Despite the unfolding Iran-contra saga, President Reagan's popularity with American voters has been steadily moving upward since last winter's lows. The President, asserting Tuesday that ``all that lame-duck talk is for the birds,'' has nudged his public approval rating up to 54 percent in the latest surveys by Richard Wirthlin, the White House pollster. At one time it was only 40 percent.
Dr. Wirthlin's figures are confirmed by other recent polls, including one by Gallup. Wirthlin told a group of reporters at breakfast yesterday that he stands by his prediction that Reagan's ratings will move over 60 percent by year's end - unless the Iran-contra hearings in Congress produce a bombshell.
The President's main areas of strength are among young men (69 percent approve of the job he is doing), white-collar workers (62 percent approve), Roman Catholics (60 percent), and voters in the West (59 percent). As a group, women (46 percent) remain among the most skeptical.
Reagan appears to be gaining even though two-thirds of Americans feel the President is failing to tell the whole truth about the Iran-contra affair.

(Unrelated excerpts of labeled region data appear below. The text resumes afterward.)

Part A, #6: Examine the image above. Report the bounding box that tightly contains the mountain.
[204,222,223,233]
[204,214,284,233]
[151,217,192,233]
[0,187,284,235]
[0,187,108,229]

The White House, hoping to take the offensive after months of political stagnation, had Reagan back on the road yesterday in New Britain, Conn., to plump for his ``economic bill of rights.''
The bill includes the proposed balanced budget amendment, the line-item veto, and other policies designed to show the President's concern over continuing budget deficits in Washington.
Taking the political offensive should help the President's standing, Wirthlin says, as should the coming battle over confirmation of Supreme Court nominee Robert H. Bork. Conservatives are expected to rally around the White House as the Bork battle heats up.
The President, reportedly too busy to watch opening-day testimony by Lt. Col. Oliver North, nevertheless is keeping a close eye on the polls. He has met three times with pollster Wirthlin since mid-June to review the figures.
While Reagan's standing has improved, Wirthlin admits there are still serious problems.
A solid majority (55 percent) of the public believes that Reagan has done a poor job of getting to the bottom of the Iran-contra affair. Two out of three voters say flatly that the President lied about what he knew of the scandal.
Wirthlin says the Reagan White House has been caught in a whirlpool of public disillusionment brought about by a series of events: Gary Hart's downfall, the Ivan Boesky affair on Wall Street, evangelist Jim Bakker's problems, the corruption of US Marine guards at the American Embassy in Moscow.
Even Reagan, the ``great communicator,'' has been unable to extricate himself from the public distrust that has grown from this milieu.
Yet Reagan remains strong despite his problems. Wirthlin notes that, though most Americans believe he is lying about Iran-contra, 65 percent call him an honest person. Even more - 76 percent in Wirthlin's newest poll - say they like Reagan personally.
White House strategists hope that Colonel North's testimony, to be followed next week by that of Vice-Adm. John M. Poindexter, the former national-security adviser and North's former boss, will bring down the curtain on the scandal, at least insofar as Reagan is concerned. Without a ``smoking gun,'' presidential aides hope the story will die within the next few weeks.